= Music and aerobic exercise performance =

Use of music in fitness

Fitness instructors rely heavily on the use of music during their class as a way of motivating their clients. In addition to making physical activity and exercise more enjoyable, athletes have used music as an ergogenic aid. Most of the studies that have explored the effects of music on performance was aerobic performance. Aerobic performance is assessed by measuring specific parameters of, such as maximal oxygen consumption (VO_{2} max), heart rate (HR), rate of perceived exertion (RPE), and blood lactate (mmol/ L), power output (W). There is conflicting data regarding the effects of music on aerobic performance. On one hand, studies have suggested that music does increase aerobic exercise performance by influencing certain parameters, such as rate of perceived exertion and time to exhaustion. However, there are studies that rebuke this notion, stating that music had no effect on aerobic performance. The reason for this disparity among data is the construction of the tests themselves. There are several factors that need to be taken into account when exploring the effects of music on exercise. Those include: exercise intensity, the subject experience in performing exercise, and type of music.

==Intensity of exercise==
Research predominantly measure RPE and HR when relating music and exercise intensity. There appears to be a threshold where the use of music as an aid has no ergogenic effects. Studies have found that there are no benefits to music when exercising at or above 60% of VO2max. However, at or below 50% of VO2max of submaximal exercise, music has an ergogenic effect by decreasing RPE values at any given point of the exercise. Increased exercise intensity has been shown to hinder the “distraction effect” caused by listening to music while exercising.

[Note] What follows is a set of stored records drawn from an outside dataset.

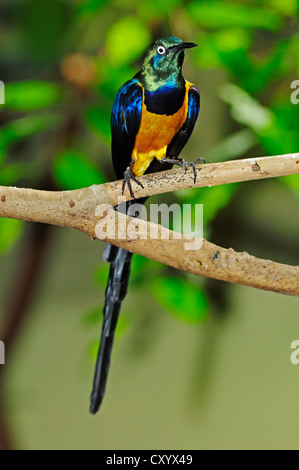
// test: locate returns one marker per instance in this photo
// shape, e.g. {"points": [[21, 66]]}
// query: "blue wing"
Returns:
{"points": [[181, 138], [125, 123]]}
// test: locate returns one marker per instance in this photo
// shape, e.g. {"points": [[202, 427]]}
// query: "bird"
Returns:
{"points": [[152, 118]]}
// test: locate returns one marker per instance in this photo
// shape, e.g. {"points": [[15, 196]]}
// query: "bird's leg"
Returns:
{"points": [[128, 176], [183, 164]]}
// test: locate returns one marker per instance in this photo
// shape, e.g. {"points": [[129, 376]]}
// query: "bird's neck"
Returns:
{"points": [[163, 97], [161, 80]]}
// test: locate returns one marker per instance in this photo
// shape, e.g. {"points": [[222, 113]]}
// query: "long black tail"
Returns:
{"points": [[116, 290], [120, 263]]}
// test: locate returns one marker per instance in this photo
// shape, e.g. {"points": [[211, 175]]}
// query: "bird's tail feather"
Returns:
{"points": [[120, 263]]}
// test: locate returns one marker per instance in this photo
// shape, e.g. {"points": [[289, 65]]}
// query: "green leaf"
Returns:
{"points": [[181, 298], [233, 146], [10, 232], [245, 109], [126, 40], [90, 6], [216, 14], [12, 173], [99, 120], [74, 170], [31, 95]]}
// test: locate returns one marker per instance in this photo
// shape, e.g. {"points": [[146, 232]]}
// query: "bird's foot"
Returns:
{"points": [[200, 159], [128, 176], [183, 164]]}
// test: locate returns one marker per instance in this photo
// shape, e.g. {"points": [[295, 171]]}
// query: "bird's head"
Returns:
{"points": [[163, 62]]}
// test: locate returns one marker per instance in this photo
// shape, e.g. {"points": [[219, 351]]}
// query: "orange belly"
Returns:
{"points": [[155, 133]]}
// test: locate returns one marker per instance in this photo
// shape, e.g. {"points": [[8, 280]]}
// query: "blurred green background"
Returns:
{"points": [[210, 368]]}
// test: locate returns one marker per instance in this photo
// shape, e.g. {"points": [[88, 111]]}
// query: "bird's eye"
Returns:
{"points": [[161, 50]]}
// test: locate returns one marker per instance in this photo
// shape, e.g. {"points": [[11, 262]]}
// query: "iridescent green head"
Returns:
{"points": [[163, 62]]}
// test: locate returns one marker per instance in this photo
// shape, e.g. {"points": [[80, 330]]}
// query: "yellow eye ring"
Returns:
{"points": [[161, 50]]}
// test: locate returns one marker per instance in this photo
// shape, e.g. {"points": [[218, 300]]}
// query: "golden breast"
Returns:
{"points": [[156, 131]]}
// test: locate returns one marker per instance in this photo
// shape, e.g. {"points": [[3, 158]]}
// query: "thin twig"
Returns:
{"points": [[80, 209]]}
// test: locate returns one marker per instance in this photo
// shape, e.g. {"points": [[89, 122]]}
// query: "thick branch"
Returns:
{"points": [[77, 209]]}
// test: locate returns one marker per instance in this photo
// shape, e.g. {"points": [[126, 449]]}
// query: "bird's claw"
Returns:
{"points": [[128, 176], [187, 165], [200, 159]]}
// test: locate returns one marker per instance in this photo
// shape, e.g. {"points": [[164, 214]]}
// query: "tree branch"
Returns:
{"points": [[78, 209]]}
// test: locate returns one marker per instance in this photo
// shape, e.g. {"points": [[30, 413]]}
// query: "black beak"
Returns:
{"points": [[182, 46]]}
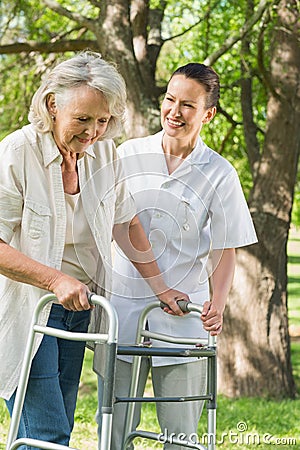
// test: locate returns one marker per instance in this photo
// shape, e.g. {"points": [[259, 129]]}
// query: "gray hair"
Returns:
{"points": [[87, 68]]}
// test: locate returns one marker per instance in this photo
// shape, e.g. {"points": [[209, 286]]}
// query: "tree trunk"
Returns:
{"points": [[254, 350], [114, 35]]}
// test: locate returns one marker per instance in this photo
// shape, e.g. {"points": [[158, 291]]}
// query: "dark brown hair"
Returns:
{"points": [[204, 75]]}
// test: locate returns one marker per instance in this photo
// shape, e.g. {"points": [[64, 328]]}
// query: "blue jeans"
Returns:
{"points": [[50, 401]]}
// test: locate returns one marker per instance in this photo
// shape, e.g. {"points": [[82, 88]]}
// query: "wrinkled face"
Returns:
{"points": [[81, 120], [183, 110]]}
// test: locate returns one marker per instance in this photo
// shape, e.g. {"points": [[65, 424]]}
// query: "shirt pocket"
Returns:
{"points": [[36, 219]]}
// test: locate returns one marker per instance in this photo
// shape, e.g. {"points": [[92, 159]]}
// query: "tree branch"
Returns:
{"points": [[49, 47], [79, 18], [207, 14], [263, 5]]}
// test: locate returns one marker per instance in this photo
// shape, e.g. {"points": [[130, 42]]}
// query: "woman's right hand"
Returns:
{"points": [[71, 293]]}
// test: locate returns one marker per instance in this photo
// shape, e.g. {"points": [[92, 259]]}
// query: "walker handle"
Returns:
{"points": [[183, 305]]}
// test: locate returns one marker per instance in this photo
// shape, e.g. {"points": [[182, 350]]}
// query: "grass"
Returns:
{"points": [[243, 423]]}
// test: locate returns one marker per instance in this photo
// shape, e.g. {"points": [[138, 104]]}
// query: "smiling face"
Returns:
{"points": [[183, 110], [80, 120]]}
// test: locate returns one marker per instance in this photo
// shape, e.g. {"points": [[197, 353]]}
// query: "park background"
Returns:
{"points": [[254, 46]]}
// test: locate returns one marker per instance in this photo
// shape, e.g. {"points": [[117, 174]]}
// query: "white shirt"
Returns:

This finding suggests that music can be beneficial for long durations of light to moderate intensity exercise and improve aerobic performance by “distracting” the individual exercising. One reason for this is in reference to the “parallel processing model” of psychology, stating that the body has a limited amount of sensory stimuli it can acquire at any given point. Based on this model, it is said that music and perceived fatigue, both being stimuli, appear to be inversely related. Music has been shown to have neither increase or decrease heart rate of subjects performing submaximal exercise. Differentiating systems in control of heart rate with music can cause this, because of the sympathetic vs. autonomic pathways involved in the cardiac responses during exercise. It is said that the intensity of exercise has the greatest effect masking the potential benefits of music. However, Umemura (1998) did suggest that slow/toned-down music can control sympathetic nervous activation whilst upbeat music can increase activation. At higher intensity exercise (greater than or equal to 60% VO2max), perceived fatigue has a more predominant effect than music on sensory organs and therefore music won't produce the benefits as it would during low to moderate intensity exercise.

==Subject choice==
Hagen et al. (2013) examined the relationship of music and exercise performance on 18 well-trained cyclists/triathletes (9 males, 9 females) who were training at least 7 hours a week. The subjects completed 10 km cycle time trials. During the time trial the subjects listened to self selected music that they believed could improve their performance. There was no statistical difference on performance, mean power output, HRmax, peak blood lactate, or peak RPE between the music and non-music time trials. The subjects reported that even though the music trials were more enjoyable, it distracted them from focusing on power output, breathing rate, and distance covered. Subjects also reported that the music trial felt easier compared to the no music trials even though there was no significant difference in exercise performance.

Bigliassi, Dantas, Carneiro, Smirmaul, & Altimari (2012) studied the effect of music during the warm-up and performance of a 5 km time trial of 10 amateur/professional cyclists. The subjects self-selected music they believed could improve their time trial performance. The research team had the same results as the previously described study; there was no significant difference in time to completion, power output, heart rate and RPE between the control and music groups.

==Music preference==
Synchronous music is described as the synchronization between tempo and human movement in terms responding to the rhythmical qualities of music. Motivational music is described as music with strong rhythms and are fast tempo (>120 bpm). Type of music has the ability to change arousal levels and may be used as a stimulant or sedative. Music may narrow bodies awareness of fatigue. Synchronous and Asynchronous music has been shown to have significant ergogenic effects on non-professional athletes.

In a study by Karageorghis et al. (2009) the effects of motivational synchronous music, oudeterous synchronous music and a no-music control condition was examined for four dependent measures which included time to exhaustion, ratings of perceived exertion (RPE), in-task affect, and exercise-induced feelings. 100 sports science undergraduates participated in the study and went through a thorough music selection procedure where they were able to choose the type of music they wanted and testers were able to create a standardized motivational music track list which would be able to create the desired affects. The subjects then walked briskly on a treadmill at an appropriate velocity that would ensure an exercise intensity of 75% maximal heart rate reserve. Results showed both music conditions had a significant effect on time to exhaustion and in-task affect. However, there were no significant differences in exercise induced feelings or RPE.